Photographers need to be good observers of the world around them.
The only problem sometimes is we may not recognize exactly what it is that impresses us about the subject and what we see is not necessarily what we get out of the camera because our brain selectively focuses, selectively exposes to the point of interest and excludes things we’re not really interested in. So the real point of interest may only be a small part of the scene in the overall field of our vision. The camera however takes it all so unless we learn to realize that unique part of the subject and use things like cropping/composition, depth of field, the right point of view, the right exposure for the actual point of interest, include supporting elements and exclude detracting elements, what viewers of our photos see is not what we see.
A good photographer with a keen sense of observation must have an eye for the perfect frame.

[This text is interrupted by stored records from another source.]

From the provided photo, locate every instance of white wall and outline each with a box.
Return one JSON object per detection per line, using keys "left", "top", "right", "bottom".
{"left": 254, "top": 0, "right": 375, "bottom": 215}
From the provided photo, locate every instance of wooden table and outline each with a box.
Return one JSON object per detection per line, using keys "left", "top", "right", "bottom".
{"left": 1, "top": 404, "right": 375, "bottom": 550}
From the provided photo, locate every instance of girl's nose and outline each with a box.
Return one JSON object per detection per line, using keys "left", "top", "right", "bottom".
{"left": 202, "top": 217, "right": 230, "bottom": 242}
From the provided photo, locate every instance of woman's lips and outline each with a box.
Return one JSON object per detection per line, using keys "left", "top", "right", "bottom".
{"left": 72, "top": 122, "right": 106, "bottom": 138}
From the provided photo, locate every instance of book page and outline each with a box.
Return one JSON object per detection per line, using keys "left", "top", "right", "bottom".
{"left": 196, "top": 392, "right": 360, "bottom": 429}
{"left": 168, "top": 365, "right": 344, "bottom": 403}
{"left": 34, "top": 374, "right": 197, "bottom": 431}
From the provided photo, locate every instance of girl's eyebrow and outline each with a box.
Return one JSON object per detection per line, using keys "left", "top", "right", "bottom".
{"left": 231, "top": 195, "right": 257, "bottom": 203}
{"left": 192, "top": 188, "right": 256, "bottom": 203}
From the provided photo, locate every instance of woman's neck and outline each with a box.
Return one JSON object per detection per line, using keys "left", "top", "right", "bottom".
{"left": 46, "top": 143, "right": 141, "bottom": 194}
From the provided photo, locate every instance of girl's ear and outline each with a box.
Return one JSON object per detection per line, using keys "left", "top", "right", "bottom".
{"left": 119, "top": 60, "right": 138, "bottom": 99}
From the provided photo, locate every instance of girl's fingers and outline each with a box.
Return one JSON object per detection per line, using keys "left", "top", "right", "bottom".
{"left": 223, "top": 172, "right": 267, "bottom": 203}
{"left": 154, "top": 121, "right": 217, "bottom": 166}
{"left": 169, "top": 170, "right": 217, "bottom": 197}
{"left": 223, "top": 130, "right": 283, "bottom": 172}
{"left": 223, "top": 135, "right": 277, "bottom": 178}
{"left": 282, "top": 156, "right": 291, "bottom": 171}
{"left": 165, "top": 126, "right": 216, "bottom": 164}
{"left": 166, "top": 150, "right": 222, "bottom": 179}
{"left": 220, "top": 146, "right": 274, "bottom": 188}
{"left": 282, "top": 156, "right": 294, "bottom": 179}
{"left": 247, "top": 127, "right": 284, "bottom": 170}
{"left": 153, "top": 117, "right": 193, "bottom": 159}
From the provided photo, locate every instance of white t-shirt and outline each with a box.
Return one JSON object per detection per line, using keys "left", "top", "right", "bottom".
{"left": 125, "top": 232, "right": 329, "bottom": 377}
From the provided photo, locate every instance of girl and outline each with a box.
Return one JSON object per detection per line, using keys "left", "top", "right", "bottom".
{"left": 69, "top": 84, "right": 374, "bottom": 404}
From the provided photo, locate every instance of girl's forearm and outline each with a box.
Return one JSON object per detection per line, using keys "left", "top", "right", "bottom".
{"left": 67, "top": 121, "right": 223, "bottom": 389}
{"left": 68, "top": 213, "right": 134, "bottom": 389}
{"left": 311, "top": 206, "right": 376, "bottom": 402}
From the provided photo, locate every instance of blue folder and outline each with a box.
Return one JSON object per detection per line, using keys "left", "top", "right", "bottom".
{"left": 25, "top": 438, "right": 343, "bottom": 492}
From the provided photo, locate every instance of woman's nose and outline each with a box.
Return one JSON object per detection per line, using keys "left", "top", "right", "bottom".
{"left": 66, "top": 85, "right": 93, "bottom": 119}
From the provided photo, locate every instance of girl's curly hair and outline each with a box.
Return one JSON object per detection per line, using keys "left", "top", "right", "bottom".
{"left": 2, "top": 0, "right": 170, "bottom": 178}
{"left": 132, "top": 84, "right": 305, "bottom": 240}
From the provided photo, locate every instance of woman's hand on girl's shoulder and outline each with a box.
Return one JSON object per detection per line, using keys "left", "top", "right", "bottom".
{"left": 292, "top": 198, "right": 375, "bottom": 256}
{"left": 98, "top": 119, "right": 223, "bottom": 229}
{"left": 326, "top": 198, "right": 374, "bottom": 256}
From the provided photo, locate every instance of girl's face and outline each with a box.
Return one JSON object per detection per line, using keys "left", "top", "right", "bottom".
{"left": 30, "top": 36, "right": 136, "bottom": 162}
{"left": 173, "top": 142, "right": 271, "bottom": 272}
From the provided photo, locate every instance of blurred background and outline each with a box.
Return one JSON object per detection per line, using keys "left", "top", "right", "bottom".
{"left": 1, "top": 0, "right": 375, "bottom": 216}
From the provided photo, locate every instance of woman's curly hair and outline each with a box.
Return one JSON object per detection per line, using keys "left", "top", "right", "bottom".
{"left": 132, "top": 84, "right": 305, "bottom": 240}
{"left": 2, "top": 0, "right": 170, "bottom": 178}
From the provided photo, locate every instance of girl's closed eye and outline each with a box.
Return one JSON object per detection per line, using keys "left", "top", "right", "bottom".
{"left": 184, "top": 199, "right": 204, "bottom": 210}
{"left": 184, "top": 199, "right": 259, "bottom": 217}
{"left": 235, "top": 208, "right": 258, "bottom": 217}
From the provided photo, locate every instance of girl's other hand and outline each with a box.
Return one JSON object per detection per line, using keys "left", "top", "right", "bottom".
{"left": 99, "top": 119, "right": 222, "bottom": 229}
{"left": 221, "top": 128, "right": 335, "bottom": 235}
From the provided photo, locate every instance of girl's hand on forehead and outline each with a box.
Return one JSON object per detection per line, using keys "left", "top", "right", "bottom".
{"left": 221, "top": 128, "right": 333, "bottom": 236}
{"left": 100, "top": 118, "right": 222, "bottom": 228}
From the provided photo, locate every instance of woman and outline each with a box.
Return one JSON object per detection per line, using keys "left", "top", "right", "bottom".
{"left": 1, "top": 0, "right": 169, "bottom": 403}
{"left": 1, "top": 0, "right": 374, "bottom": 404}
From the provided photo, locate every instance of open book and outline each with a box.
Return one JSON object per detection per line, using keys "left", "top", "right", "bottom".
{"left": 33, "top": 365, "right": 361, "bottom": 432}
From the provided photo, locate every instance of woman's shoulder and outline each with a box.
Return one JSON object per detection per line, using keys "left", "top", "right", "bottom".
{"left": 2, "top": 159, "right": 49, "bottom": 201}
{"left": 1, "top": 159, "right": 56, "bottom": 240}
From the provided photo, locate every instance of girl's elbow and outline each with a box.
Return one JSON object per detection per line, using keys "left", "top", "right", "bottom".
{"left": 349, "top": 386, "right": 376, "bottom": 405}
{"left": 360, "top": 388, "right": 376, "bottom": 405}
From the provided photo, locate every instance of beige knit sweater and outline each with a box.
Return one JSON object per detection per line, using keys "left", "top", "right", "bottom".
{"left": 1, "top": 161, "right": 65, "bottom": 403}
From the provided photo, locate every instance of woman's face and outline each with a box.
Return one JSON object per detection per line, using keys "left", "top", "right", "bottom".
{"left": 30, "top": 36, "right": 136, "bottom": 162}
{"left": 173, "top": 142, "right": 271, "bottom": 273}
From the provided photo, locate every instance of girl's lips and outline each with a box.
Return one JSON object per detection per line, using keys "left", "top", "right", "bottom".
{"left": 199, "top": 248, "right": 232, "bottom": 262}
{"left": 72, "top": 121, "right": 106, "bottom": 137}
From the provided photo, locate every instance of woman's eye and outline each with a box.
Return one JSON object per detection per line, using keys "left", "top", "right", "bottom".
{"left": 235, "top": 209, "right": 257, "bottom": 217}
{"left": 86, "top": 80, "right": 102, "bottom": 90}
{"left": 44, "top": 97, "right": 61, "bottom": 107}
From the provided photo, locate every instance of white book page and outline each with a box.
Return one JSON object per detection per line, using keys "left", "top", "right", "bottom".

If you often find it difficult to know what to go out and shoot, ask yourself the question, “What do I love in life or what am I inquisitive about?” It could be animals, insects, the ocean, the land, farm life, athletics, careers, motorbikes, cars, people (babies, teens, men, women), frozen moments, architecture, the mad, the small or the large. Or is it a particular technique such as movement, soft focus or extreme wide-angle?
Research photos by other people and get inspired. Develop a technique that goes with the topic. Develop a book. Do an audio-visual. Showcase it. Become a master of that area and then teach others.
Practice, lots of practice. Work with another with the same passion and get out there, and then get the results out there. It takes a lot of work to frame the perfect first shot but until then, it’s great to keep improving with every shot.
Good photographers start as beginners too, it is the passion and hard work that makes them better than others. Good luck.